Add support for capturing instrumentation data in ProtocolUnitResult #222

Open jchodera opened 1 year ago

jchodera commented 1 year ago

In order to help target developer effort to parts of the code where optimization effort will be most useful, it would be helpful to be able to capture timing information from each ProtocolUnit. Right now, we just capture the start/stop times, but capturing information about both what hardware was run on and finer-grained details about how much time is spent in various setup operations and sub-steps (e.g. replica propagation and energy computation) would be very helpful.

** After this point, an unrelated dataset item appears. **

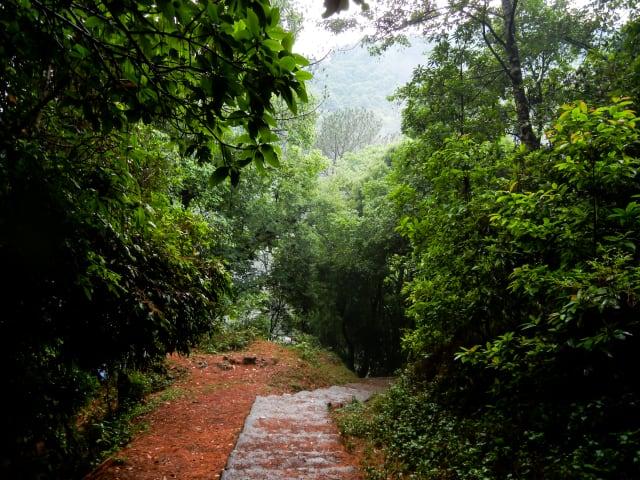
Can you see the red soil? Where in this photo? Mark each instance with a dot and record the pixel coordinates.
(191, 437)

Could we add or agree to use a dict variable in ProtocolResult that could be used for this purpose?

In the longer term, it was suggested we could further divide ProtocolUnit into smaller units and rely solely on the start/stop times of each ProtocolUnit, but it seems we are a ways off from this right now.

richardjgowers commented 1 year ago

A tangential thing to this would be a ProtocolUnit.estimated_time_required(<Hardware info>) -> duration which would be a big help in scheduling. For this we'll have to start gathering some data on time elapsed, system size, and hardware to build some heuristics/models on expected performance.